Wenders cuenta la historia de Hirayama, un hombre cuyo pasado resulta imposible de adivinar. Así Wenders nos obliga a digerir la máxima zen según la cual sólo existe el presente. De lo anterior se desprende la obsesión por la rutina por documentar la existencia de un hombre que se aferra al ahora de una vida feliz.
A la crítica occidental, por supuesto, la obra le ha resultado interesante (eufemismo para decir aburridísima). En Días perfectos no hay modo de saber por qué la hermana de Hirayama se aparece un día en un auto de lujo para reprocharle que se dedique a lavar baños. No sabemos tampoco quién es este hombre que le confiesa que tiene cáncer y le explica con culpa que la mujer a la que estaba abrazando es su examante.

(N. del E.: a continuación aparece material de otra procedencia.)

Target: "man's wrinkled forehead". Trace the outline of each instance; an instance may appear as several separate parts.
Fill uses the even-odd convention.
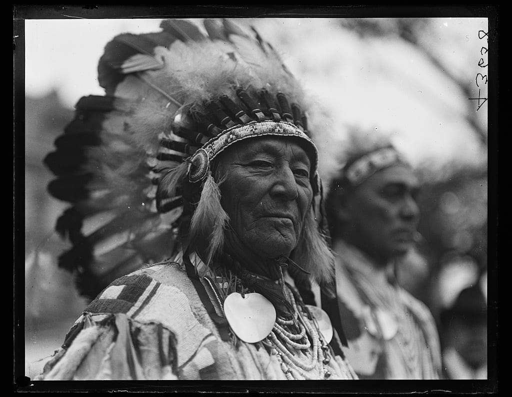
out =
[[[275,157],[284,155],[289,151],[292,158],[310,167],[312,159],[301,140],[290,137],[261,137],[246,140],[238,142],[226,149],[225,155],[231,157],[234,155],[240,159],[251,158],[260,155],[268,155]]]

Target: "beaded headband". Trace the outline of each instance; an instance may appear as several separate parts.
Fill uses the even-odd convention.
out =
[[[344,177],[354,186],[361,184],[377,171],[396,164],[409,165],[394,148],[379,149],[359,157],[346,166]]]

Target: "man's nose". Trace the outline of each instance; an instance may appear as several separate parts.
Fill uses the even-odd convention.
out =
[[[272,173],[271,195],[286,200],[294,200],[298,195],[293,172],[287,166],[276,167]]]
[[[419,208],[412,196],[407,195],[402,203],[400,215],[409,221],[417,221],[419,218]]]

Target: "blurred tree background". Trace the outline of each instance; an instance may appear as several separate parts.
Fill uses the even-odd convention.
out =
[[[471,19],[235,19],[253,25],[274,44],[325,109],[326,123],[337,128],[339,136],[324,136],[318,142],[323,178],[334,169],[335,150],[348,125],[392,132],[396,146],[417,167],[423,184],[418,202],[422,239],[401,264],[398,274],[405,287],[435,315],[446,304],[444,295],[477,282],[487,266],[486,108],[484,105],[476,111],[474,101],[467,99],[475,94],[481,57],[475,36],[480,27],[486,31],[487,23]],[[145,27],[154,25],[145,31],[158,30],[159,21],[145,21]],[[115,34],[141,26],[137,20],[125,20],[122,25],[116,21],[117,30],[111,26],[103,34],[97,27],[99,22],[108,21],[55,20],[49,25],[57,35],[52,37],[71,40],[72,47],[44,36],[47,28],[42,24],[33,31],[37,34],[29,37],[27,31],[26,38],[32,48],[34,43],[39,49],[53,43],[45,50],[50,67],[56,69],[53,73],[59,74],[44,82],[46,91],[41,93],[28,90],[26,100],[27,374],[37,366],[29,368],[28,363],[53,353],[87,303],[77,295],[72,275],[57,267],[56,258],[67,243],[53,230],[66,205],[48,194],[52,175],[42,160],[71,120],[78,99],[102,92],[94,86],[95,67],[69,71],[81,62],[73,51],[95,65],[97,54]],[[97,35],[94,55],[79,51],[86,43],[91,45],[88,32]],[[54,52],[57,48],[60,52]],[[30,54],[27,49],[26,79],[39,84],[38,77],[47,75],[44,63],[30,59]],[[77,79],[80,81],[75,85]],[[88,80],[91,89],[84,91],[80,84]]]

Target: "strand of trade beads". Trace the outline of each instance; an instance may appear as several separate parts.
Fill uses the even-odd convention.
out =
[[[324,365],[327,364],[329,361],[328,356],[324,356],[324,350],[327,350],[328,347],[323,343],[316,329],[314,319],[310,320],[302,308],[297,305],[293,293],[287,288],[285,290],[294,309],[294,318],[292,320],[285,320],[278,317],[275,325],[278,325],[278,323],[285,326],[295,324],[298,326],[298,328],[301,332],[299,334],[292,334],[278,325],[278,327],[274,326],[273,331],[269,335],[270,346],[275,351],[278,362],[281,364],[281,369],[288,379],[305,379],[309,376],[304,371],[310,371],[318,366],[319,375],[322,378],[328,378],[331,376],[331,373],[328,371],[325,371],[324,367]],[[306,336],[306,331],[311,336],[312,341],[312,354],[309,351],[311,343]],[[279,340],[280,339],[286,344],[303,351],[305,354],[299,353],[299,355],[307,359],[308,362],[310,360],[311,361],[306,363],[301,360],[284,346]],[[304,339],[305,341],[304,344],[295,342]]]

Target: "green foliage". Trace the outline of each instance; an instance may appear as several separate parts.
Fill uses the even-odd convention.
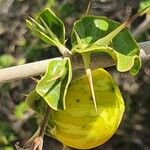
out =
[[[64,24],[48,8],[41,12],[36,20],[33,18],[26,20],[26,24],[33,34],[50,45],[59,48],[65,43]]]
[[[15,63],[15,58],[10,54],[0,56],[0,68],[10,67]]]
[[[72,53],[82,55],[87,69],[90,66],[92,53],[105,52],[114,59],[118,71],[130,71],[133,75],[137,74],[141,67],[139,47],[126,28],[129,22],[130,20],[119,24],[99,16],[81,18],[75,22],[73,27]],[[66,48],[64,24],[50,9],[45,9],[37,16],[36,20],[33,18],[27,20],[27,26],[46,43],[54,45],[60,50],[62,47]],[[90,72],[88,74],[95,102],[92,76]],[[36,107],[44,100],[55,110],[65,109],[65,96],[71,77],[72,69],[69,58],[50,61],[46,74],[36,86],[36,91],[33,90],[27,97],[29,106],[35,111],[41,112],[42,110]],[[37,106],[35,101],[38,103]],[[96,103],[94,104],[96,105]],[[43,106],[45,108],[45,104]]]
[[[55,59],[49,62],[45,75],[36,86],[36,91],[51,108],[65,109],[65,97],[71,78],[70,59]]]
[[[15,139],[16,137],[8,122],[0,121],[0,145],[7,145]]]
[[[106,17],[87,16],[74,24],[72,51],[89,55],[105,52],[116,62],[120,72],[137,74],[141,66],[139,47],[125,25]],[[121,31],[122,30],[122,31]]]
[[[16,105],[14,110],[14,115],[16,118],[21,119],[24,115],[24,113],[28,110],[28,106],[25,101],[19,103]]]

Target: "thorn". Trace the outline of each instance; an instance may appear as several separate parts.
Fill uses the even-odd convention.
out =
[[[38,83],[40,80],[39,79],[36,79],[34,77],[30,77],[33,81],[35,81],[36,83]]]
[[[90,90],[91,90],[91,94],[92,94],[92,99],[94,102],[94,107],[95,107],[95,111],[97,112],[97,104],[96,104],[96,97],[95,97],[95,92],[94,92],[94,86],[93,86],[93,78],[92,78],[92,71],[90,68],[86,69],[86,75],[89,81],[89,85],[90,85]]]

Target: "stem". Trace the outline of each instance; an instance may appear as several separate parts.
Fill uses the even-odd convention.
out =
[[[144,60],[150,59],[150,41],[139,43],[139,46],[141,48],[140,57]],[[0,69],[0,83],[6,83],[13,80],[20,80],[25,79],[33,76],[38,76],[43,73],[45,73],[47,64],[49,61],[54,59],[62,59],[62,58],[52,58],[47,59],[43,61],[37,61],[29,64],[14,66],[10,68]],[[91,67],[96,69],[99,66],[106,68],[110,66],[114,66],[115,63],[110,59],[108,56],[99,56],[97,58],[91,58]],[[73,71],[75,74],[75,77],[78,77],[78,74],[76,75],[76,70],[78,72],[83,71],[83,62],[82,58],[79,56],[72,56],[72,65],[73,65]]]
[[[97,112],[97,104],[96,104],[96,97],[95,97],[95,92],[94,92],[92,71],[91,71],[91,67],[90,67],[90,64],[91,64],[90,54],[89,53],[83,54],[82,58],[83,58],[83,62],[84,62],[85,70],[86,70],[86,75],[88,78],[88,82],[89,82],[89,86],[90,86],[90,90],[91,90],[91,94],[92,94],[92,99],[94,102],[95,111]]]
[[[44,136],[45,129],[46,129],[46,126],[47,126],[47,123],[48,123],[48,119],[49,119],[49,115],[50,115],[50,107],[47,106],[47,109],[45,111],[44,120],[42,121],[41,126],[40,126],[40,132],[39,132],[39,136],[40,137]]]
[[[67,47],[65,47],[64,45],[60,45],[60,46],[58,47],[58,49],[59,49],[60,53],[61,53],[64,57],[71,57],[71,55],[72,55],[71,51],[70,51]]]

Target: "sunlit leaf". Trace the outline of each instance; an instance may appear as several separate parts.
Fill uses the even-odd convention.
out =
[[[65,109],[65,96],[72,78],[69,58],[50,61],[46,74],[36,86],[36,91],[55,109]]]
[[[139,47],[128,29],[123,28],[123,25],[106,17],[84,17],[74,24],[72,52],[105,52],[115,60],[118,71],[130,70],[135,75],[141,66]],[[85,48],[78,44],[77,34]]]
[[[65,27],[63,22],[48,8],[42,11],[37,19],[29,17],[27,27],[44,42],[57,46],[65,44]]]

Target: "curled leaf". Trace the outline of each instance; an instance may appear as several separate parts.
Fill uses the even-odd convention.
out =
[[[69,58],[55,59],[36,86],[37,93],[55,110],[65,109],[65,96],[72,78]]]
[[[138,56],[140,49],[128,29],[123,28],[125,25],[106,17],[83,17],[73,27],[72,52],[80,54],[105,52],[115,60],[118,71],[130,70],[135,75],[141,67]],[[82,47],[78,41],[82,42]]]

Sólo con esta charla el protagonista de Días perfectos parece descomponerse y romper la rutina de despertar con el sol, rasurarse el cuello y las mejillas, recortar su bigote, regar sus plantas y mirarlas con una suerte de admiración religiosa. Por la tarde Hirayama come un sándwich y a veces se va a la librería del barrio. Comenta con la vendedora la importancia de la ensayista Aya Kōda. Parece gustarle particularmente un libro que tiene en su portada un árbol. Se adivina que la relación con ese texto está relacionada con la felicidad que siente Hirayama cada día cuando después de limpiar baños se sienta a disfrutar del viento que se mueve arriba, entre las hojas de los árboles.
El espectador avezado y que sea capaz de esperar a que termine el rol de créditos, verá una imagen en blanco y negro (que recuerda los sueños del protagonista) sobre la que Wenders ha hecho escribir lo siguiente:
“Komorebi es la palabra japonesa para el brillo de la luz y las sombras que se crea cuando las hojas se mueven con el viento. Solo existe una vez, en ese momento”.
Esta es la declaración de principios de Wim Wenders en esta película, encontrar la perfección en lo que, como decía Rimbaud, viene por todas partes, pero se va por doquier. El instante en que sonríe un hombre sabio y rutinario que ha aprendido que sólo aquí y ahora es posible aferrarse a la felicidad.